Auf einer Mitgliederversammlung in München, auf der diese studentischen Mitglieder kooptiert worden sind, haben Heiner Keupp und Jarg Bergold ein Seminar abgehalten, "Emanzipation und Verhaltenstherapie". Diese eher provokante Fragestellung hat uns Studenten sehr angelockt. Plötzlich mussten wir, die wir ja von den "strengen Kontingenz-Plänen", die zu ihrer Realisierung eher Labor-Bedingungen erheischen, durchaus viel hielten, fragen: "Was hat die Realität der Verhaltenstherapie mit Emanzipation zu tun?" Das wurde ein sehr aufregendes und spannendes Seminar ...

Jetzt fällt mir noch etwas ein, nämlich die damalige heftige Auseinandersetzung über die standesärztlichen Organisationen. Da gab es damals Paul Lüth zum Beispiel, um den zu nennen. Der war ein kritischer Arzt, der praktisch die Bundesärztekammer und die Kassenärztliche Bundesvereinigung angegriffen und diese ungebrochene Tradition durch den Faschismus hier genau dokumentiert hat. Er hat zum Beispiel dokumentiert, dass die Ärztekammer als nationalsozialistisches Organ verboten worden war und sich dann als Bundesärztekammer wieder etabliert hat und solche Geschichten. Das hat uns auch stark beeinflusst, später dann auch in den Fragen zum Psychologengesetz, zur Psychologenkammer ...

Wir haben dann zur Gründung dieser berufsständischen Organisation deutlich gesagt, "Nee, diese ganze berufsständische Diskussion, die müssen wir überhaupt erst mal anfangen.
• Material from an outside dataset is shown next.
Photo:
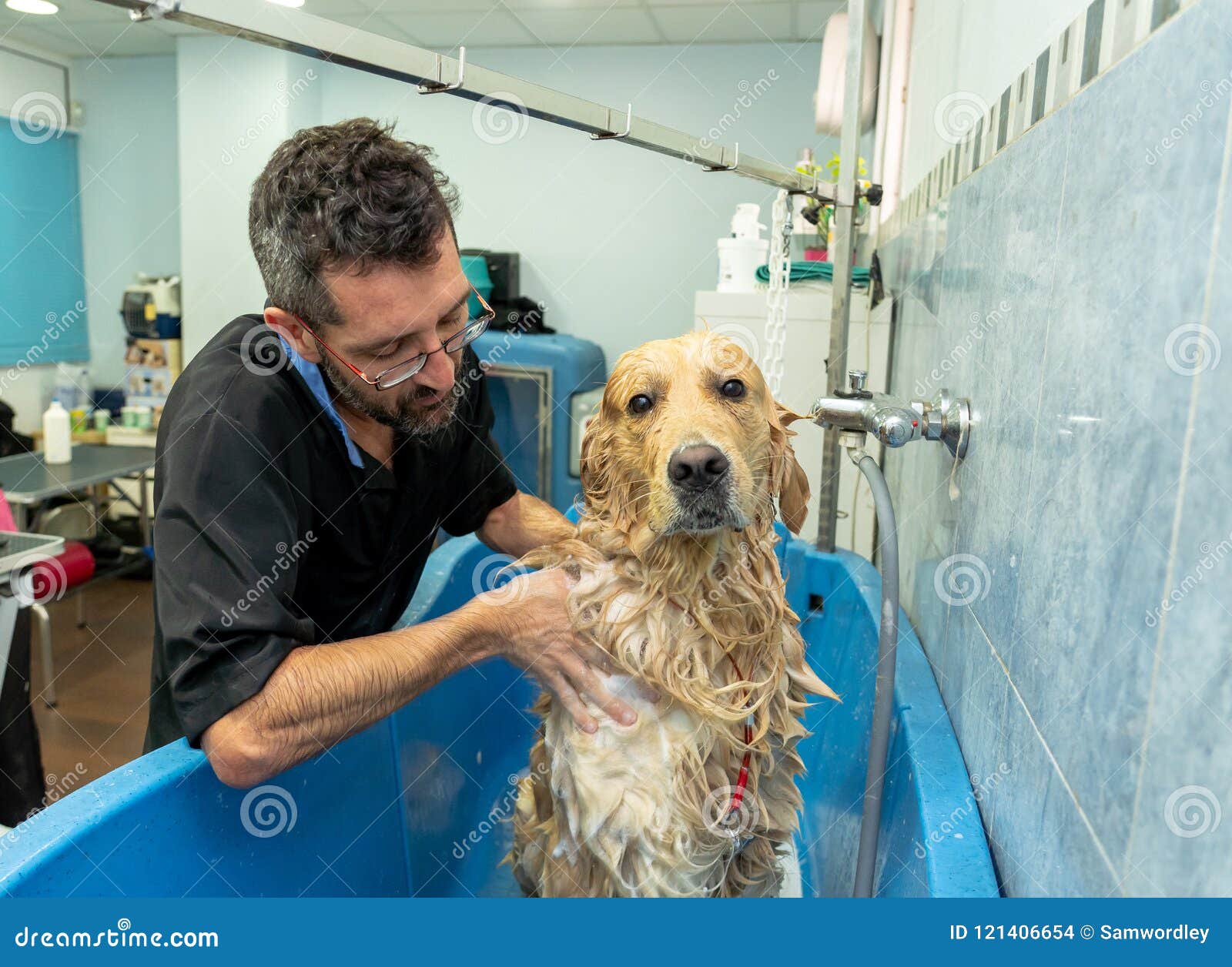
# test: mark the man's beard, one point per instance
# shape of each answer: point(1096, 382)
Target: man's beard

Damit wollen wir zunächst eigentlich erst mal gar nicht zu tun haben. Wir sind eine Gesellschaft zur Förderung der Verhaltenstherapie, wir hoffen, dass das ein therapeutischer Ansatz ist, der breit angewandt werden kann, dass der zugänglich ist für alle diejenigen, die es brauchen und für die, die eine Ausbildung machen wollen. Wir wollen nicht, dass die Ausbildung wieder in elitären Zirkeln verläuft und dass das Diplom eine berufsqualifizierende Ausbildung sein soll und nicht ein Berufseinstiegsprüfung, wo man hinterher dann erst die Berufsausbildung macht." Ja? Das waren die Linien, die wir so diskutiert haben ...
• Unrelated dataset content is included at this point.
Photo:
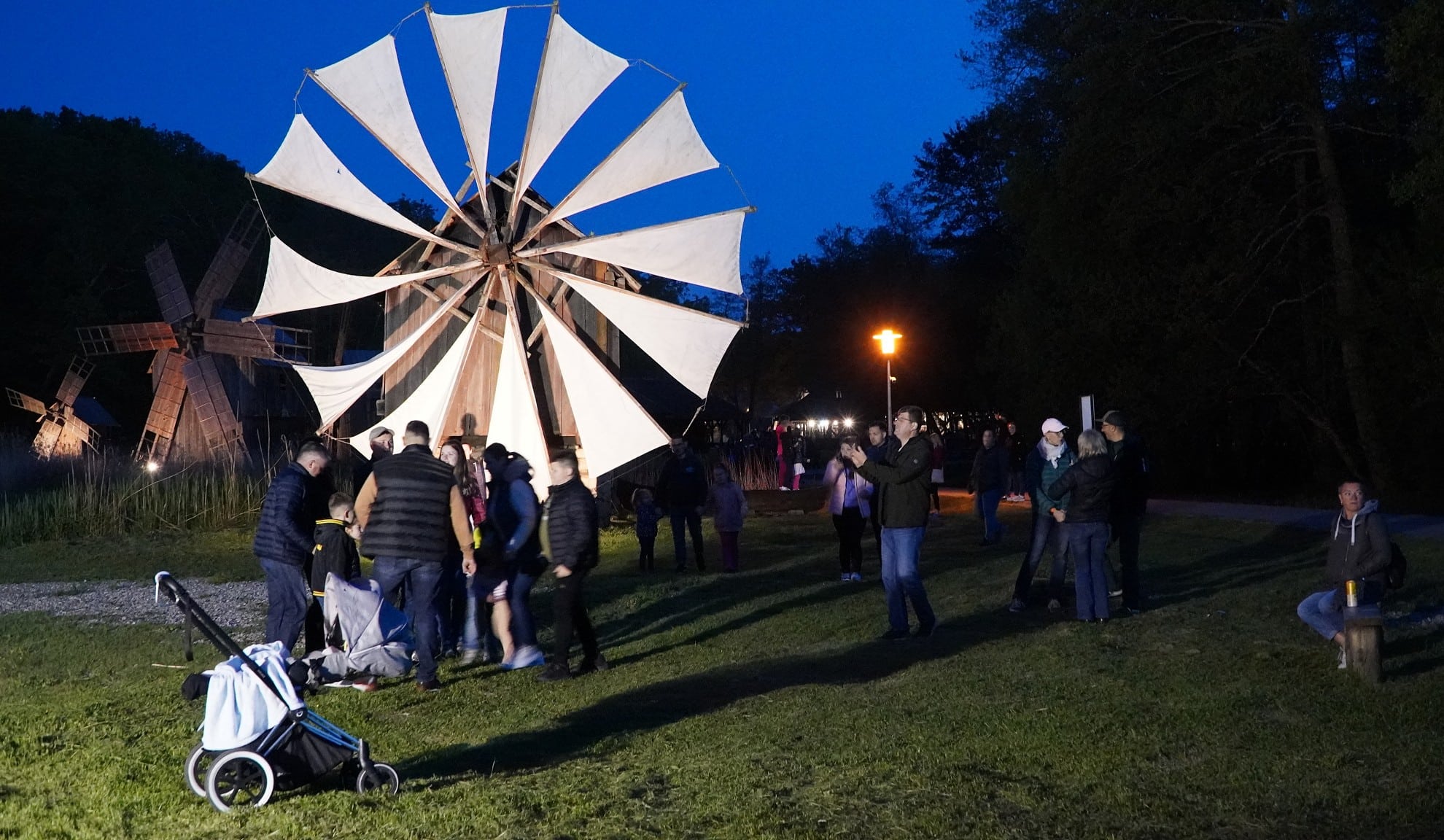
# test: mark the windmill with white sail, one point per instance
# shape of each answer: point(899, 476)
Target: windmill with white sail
point(502, 321)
Warum gerade die GVT? In München war das sicherlich auch eine lokale Spezialität, da hier der Verein gegründet worden ist. Aber wieso nicht der BDP? Wie war das damals?
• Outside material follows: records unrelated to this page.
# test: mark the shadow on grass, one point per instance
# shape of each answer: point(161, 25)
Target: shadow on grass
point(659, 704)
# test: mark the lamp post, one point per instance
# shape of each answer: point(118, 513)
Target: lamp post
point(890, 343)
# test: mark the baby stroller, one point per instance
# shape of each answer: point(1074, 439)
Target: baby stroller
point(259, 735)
M. Schalkhaußer: Wenn man die chilenische Geschichte studiert [Herr Schalkhaußer hatte vorher über den von ihm übersetzten Artikel eines chilenischen Psychologen berichtet, der sich in der Reformbewegung um Allende engagiert hatte, dann verfolgt worden war und aus Chile fliehen musste], stellt man fest, dass die berufsständischen Organisationen in Chile bei dem Umsturz, der damals stattgefunden hat, eine ganz unrühmliche Rolle gespielt haben. Ich habe dazu für ein Sonderheft der GVT-Mitteilungen diesen Artikel übersetzt. Nun ist Chile nicht mit der Bundesrepublik zu vergleichen gewesen, das ist ein sehr armes Entwicklungsland der Dritten Welt. Aber in Chile ist noch viel deutlicher als in der Bundesrepublik zu Tage getreten, dass gerade auch die berufsständischen Organisationen um ihre Pfründe gekämpft haben. Sie hätten alle was aufgeben müssen, wenn die Reformen, die Salvador Allende im Kopf gehabt hat, Wirklichkeit geworden wären. Dann hätten sie alle etwas verloren, und da haben sie sich alle dagegen gestemmt. Auch die berufsständischen Organisationen gehörten zur Allianz gegen Allende. Das war das eine. Solche Gefahren sahen wir bei berufsständischen Organisationen ganz allgemein.

Das andere war die Rezeption der berufsständischen Organisationen ärztlicher Provenienz in der BRD. Wir haben uns gesagt: "Nein, das kann irgendwie nicht stimmen. Sich berufsständisch zu organisieren, das kann irgendwie nicht stimmen. Das ist immer Privilegienpolitik für einen bestimmten Kreis und es wird nie geguckt, was eigentlich gesamtgesellschaftlich notwendig ist." Und dann kam dazu natürlich die Frage, welchen Stellenwert finden dann einzelne Professionen darin. Dies wurde für uns zur Frage: berufsständisch oder gewerkschaftlich organisieren?